CZI hails business reforms, notes rapid macroeconomic stabilisation

Michael Tome

Business Reporter

THE Confederation of Zimbabwe Industries (CZI) has commended the Government for implementing several economic reforms that have anchored macroeconomic stability and restored a measure of predictability in the economy.

CZI president, Mr Mucha Mkanganwi, said this while addressing delegates at the Zimpapers and Confederation of Zimbabwe Industries (CZI) organised 2026 post – budget breakfast meeting held in Harare this morning.

He said the disciplined fiscal management, tight monetary policies and streamlined business regulations announced recently had stabilised the economy, a development not seen in Zimbabwe in more than four decades.

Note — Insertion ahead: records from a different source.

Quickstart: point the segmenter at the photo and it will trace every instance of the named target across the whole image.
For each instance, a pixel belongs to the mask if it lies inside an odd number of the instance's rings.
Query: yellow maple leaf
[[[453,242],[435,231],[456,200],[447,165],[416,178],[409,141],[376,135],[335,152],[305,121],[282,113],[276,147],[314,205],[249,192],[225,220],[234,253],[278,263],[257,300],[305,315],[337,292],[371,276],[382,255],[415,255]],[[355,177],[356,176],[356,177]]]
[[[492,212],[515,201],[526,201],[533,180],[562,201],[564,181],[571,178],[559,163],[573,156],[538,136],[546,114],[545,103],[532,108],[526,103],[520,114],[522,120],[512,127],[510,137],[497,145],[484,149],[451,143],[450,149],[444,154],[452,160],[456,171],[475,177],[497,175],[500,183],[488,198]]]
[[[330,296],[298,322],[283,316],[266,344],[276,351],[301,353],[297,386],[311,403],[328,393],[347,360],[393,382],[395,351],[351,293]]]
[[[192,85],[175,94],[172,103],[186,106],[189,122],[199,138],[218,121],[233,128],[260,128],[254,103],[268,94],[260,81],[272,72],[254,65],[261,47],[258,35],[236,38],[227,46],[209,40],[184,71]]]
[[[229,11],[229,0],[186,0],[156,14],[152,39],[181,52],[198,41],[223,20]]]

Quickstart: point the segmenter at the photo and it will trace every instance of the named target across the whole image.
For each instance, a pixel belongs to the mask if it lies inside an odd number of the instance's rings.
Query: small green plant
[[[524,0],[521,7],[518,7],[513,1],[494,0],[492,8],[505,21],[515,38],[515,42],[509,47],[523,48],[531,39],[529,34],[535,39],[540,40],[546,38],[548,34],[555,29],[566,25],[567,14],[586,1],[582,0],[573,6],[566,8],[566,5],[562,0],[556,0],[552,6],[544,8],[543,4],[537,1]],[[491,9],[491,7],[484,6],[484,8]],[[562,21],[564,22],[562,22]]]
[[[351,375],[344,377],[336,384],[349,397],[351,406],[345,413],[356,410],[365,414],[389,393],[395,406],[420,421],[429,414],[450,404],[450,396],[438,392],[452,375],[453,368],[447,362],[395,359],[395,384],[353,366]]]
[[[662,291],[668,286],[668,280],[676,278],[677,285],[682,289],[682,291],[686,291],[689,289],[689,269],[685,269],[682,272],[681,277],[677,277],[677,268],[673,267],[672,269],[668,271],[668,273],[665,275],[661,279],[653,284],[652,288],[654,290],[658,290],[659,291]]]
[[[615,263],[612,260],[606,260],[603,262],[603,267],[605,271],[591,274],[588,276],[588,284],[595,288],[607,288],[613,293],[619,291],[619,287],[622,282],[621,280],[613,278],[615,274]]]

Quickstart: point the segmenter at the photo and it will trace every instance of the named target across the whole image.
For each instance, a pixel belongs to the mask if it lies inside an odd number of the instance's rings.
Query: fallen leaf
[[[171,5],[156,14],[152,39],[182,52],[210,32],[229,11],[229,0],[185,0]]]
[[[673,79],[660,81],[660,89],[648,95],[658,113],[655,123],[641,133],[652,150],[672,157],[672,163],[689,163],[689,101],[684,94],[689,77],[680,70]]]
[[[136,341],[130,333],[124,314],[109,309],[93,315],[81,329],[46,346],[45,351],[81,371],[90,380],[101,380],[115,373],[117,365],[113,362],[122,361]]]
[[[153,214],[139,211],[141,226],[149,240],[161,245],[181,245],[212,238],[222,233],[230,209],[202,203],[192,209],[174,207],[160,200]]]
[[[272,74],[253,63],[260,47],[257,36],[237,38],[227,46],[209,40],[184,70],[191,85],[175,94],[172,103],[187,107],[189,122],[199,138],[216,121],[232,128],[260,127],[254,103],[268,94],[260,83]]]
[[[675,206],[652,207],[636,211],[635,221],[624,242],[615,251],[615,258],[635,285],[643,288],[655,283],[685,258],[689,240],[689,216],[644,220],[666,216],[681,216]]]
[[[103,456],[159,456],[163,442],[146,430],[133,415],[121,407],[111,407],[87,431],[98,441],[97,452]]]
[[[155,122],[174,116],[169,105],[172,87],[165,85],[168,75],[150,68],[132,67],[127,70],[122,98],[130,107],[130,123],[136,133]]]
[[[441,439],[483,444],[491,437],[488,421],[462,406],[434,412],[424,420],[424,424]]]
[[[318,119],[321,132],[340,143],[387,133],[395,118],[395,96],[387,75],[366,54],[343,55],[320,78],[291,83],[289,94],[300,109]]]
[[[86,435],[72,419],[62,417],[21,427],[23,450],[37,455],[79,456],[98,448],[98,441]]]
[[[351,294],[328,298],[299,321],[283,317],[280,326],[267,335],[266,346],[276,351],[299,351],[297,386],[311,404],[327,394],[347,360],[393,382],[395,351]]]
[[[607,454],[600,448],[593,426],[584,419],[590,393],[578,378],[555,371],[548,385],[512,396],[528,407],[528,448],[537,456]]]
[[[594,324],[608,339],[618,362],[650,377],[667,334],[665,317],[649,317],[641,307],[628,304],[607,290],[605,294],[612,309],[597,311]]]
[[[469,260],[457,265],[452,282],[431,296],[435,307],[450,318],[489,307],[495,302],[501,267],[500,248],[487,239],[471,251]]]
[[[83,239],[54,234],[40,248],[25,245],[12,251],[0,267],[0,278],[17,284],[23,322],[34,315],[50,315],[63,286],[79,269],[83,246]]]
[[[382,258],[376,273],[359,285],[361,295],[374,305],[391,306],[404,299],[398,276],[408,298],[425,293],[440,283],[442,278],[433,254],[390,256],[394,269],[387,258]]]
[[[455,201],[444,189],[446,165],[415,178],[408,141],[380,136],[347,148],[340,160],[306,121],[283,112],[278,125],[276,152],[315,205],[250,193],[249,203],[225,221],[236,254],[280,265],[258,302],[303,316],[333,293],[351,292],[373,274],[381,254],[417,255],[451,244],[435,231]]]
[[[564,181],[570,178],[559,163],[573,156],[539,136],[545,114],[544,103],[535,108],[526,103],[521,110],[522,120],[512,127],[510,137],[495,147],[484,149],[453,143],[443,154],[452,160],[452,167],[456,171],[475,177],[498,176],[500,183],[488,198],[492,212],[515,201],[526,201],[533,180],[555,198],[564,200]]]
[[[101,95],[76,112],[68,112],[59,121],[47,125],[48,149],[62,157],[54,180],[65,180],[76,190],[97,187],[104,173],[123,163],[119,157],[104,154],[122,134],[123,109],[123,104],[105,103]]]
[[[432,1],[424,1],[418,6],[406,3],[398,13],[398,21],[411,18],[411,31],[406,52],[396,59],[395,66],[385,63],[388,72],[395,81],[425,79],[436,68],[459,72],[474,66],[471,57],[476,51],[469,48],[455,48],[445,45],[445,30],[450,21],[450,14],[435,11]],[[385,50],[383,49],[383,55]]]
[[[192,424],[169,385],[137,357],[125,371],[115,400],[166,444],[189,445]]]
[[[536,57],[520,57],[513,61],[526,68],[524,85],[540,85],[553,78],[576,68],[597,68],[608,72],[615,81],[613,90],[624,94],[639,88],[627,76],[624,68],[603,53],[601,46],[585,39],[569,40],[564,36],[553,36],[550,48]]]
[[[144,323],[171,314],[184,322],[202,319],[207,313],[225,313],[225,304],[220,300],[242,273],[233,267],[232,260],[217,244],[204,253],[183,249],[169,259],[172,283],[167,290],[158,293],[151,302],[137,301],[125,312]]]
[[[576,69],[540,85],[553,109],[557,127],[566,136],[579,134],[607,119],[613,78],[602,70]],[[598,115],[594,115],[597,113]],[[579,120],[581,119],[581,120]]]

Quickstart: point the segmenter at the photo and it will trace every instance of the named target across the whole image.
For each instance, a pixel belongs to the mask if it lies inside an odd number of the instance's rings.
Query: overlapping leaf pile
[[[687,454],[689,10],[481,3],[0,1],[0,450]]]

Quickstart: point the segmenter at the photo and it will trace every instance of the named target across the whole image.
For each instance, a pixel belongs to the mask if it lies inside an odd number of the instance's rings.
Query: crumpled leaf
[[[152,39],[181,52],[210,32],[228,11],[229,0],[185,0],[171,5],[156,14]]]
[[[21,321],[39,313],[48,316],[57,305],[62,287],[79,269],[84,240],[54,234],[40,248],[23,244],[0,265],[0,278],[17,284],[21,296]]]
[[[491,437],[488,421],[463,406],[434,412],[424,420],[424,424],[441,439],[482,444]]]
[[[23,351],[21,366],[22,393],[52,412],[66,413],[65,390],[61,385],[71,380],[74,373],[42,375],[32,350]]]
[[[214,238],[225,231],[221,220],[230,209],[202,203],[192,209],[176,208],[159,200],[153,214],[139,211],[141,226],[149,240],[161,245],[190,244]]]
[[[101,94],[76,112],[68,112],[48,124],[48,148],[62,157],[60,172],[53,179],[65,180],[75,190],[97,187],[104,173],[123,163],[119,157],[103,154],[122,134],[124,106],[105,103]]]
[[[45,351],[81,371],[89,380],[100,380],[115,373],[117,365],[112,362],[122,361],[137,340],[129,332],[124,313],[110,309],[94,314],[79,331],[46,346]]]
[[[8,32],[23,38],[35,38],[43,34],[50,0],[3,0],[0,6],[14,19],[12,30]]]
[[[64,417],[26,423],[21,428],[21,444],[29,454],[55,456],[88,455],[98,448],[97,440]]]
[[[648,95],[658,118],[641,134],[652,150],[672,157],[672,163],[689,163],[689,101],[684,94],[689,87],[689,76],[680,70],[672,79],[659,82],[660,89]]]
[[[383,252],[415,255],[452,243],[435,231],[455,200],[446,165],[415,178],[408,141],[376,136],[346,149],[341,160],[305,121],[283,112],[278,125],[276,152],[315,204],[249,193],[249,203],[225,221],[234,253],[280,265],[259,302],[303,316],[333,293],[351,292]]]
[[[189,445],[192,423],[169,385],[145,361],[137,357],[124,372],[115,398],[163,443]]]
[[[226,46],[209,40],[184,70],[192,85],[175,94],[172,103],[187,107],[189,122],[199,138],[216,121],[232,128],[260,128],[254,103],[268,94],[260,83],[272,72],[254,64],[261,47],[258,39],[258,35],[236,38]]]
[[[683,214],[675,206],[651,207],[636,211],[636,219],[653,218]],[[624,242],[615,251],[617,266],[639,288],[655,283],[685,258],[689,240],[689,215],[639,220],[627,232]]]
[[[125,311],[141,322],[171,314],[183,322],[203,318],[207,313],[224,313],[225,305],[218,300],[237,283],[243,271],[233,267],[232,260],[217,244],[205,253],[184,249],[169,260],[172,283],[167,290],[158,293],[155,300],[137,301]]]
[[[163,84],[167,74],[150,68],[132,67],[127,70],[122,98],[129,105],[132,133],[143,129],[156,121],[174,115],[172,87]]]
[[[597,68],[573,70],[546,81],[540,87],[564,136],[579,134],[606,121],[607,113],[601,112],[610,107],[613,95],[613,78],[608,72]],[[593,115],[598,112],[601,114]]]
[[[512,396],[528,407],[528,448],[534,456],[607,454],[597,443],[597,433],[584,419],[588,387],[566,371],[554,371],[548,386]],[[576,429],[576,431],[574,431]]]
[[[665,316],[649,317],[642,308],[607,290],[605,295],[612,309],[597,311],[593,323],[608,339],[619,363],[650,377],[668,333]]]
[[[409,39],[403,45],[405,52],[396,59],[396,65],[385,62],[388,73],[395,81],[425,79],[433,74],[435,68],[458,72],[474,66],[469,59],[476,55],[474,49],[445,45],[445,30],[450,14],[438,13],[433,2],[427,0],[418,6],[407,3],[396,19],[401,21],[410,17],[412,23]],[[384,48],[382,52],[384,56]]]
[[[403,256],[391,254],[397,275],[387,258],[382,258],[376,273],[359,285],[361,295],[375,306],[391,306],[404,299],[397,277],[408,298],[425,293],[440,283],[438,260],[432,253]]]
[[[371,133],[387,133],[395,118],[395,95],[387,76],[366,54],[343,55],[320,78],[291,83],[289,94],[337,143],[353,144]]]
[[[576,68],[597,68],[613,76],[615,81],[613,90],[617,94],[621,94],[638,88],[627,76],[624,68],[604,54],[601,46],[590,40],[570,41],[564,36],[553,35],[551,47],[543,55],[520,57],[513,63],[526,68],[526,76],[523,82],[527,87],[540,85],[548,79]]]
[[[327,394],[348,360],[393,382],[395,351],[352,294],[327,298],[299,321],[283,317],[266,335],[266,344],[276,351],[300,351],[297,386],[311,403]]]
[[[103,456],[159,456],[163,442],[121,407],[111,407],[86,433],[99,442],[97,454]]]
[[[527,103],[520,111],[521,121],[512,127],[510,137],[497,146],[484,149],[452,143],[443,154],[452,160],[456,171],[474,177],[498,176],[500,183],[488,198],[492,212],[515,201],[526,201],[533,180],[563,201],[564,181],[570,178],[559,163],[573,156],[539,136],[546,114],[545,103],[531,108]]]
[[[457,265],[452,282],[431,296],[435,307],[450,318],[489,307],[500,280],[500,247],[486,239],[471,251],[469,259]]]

The Government has made significant efforts to strengthen public finance management and maintain fiscal discipline, including by ending the use of the central bank window to plug the Treasury’s fiscal holes.

Tight monetary and fiscal policies have stabilised the exchange rate and brought down inflation, which has positively impacted business confidence.

Zimbabwe has seen a massive drop in inflation and exchange rate stability since introducing the new Zimbabwe Gold (ZiG) currency in April last year, a gold and foreign currency anchored unit of account, which replaced the inflation – weary Zimbabwe dollar.

The annual ZiG inflation rate has plunged from 106 percent in June this year to 19 percent in November, while the monthly rate has averaged 0,5 percent since February this year, reflecting anchored inflation expectations.

According to Mr Mkanganwi, there have been marked improvements on the ease of doing business front, which renewed business confidence and supported industrial productivity.

“We are encouraged by the Government’s commitment to creating a predictable and supportive economic landscape. These measures are beginning to yield positive results for the industry,” said Mr Mkanganwi.

He added that macroeconomic stability had improved growth prospects across key economic sectors, with industry now looking to the next phase of reforms, including the deepening and modernisation of financial markets to support long-term investment.

“If you are able to grow GDP (gross domestic product) and even double it in five or six years, as we have seen in some projections, that is significant for the economy,” he said.

He also noted that inflation, long regarded as one of the biggest threats to business planning in the country, had been reduced to single-digit levels, a development he described as “outstanding” given Zimbabwe’s volatile economic history during the last four decades.

“I started working in the early 90s. I do not remember a time when inflation was in single digits. I congratulate the Government for its efforts to get us here. Inflation below five percent is quite exceptional.”

Mr Mkanganwi also commended ongoing efforts to enhance the ease of doing business, particularly reforms spearheaded by the Ministry of Finance, Economic Development and Investment Promotion, in collaboration with the World Bank and key private-sector players.

He commended the strengthening of the business–state partnership, describing it as one of the most constructive platforms for policy dialogue in recent years.

“I have been involved in advocacy for many, many years, and I can say without hesitation that we do have a listening Government. We have access, we have robust conversations, and we look forward to continuing that engagement,” he said.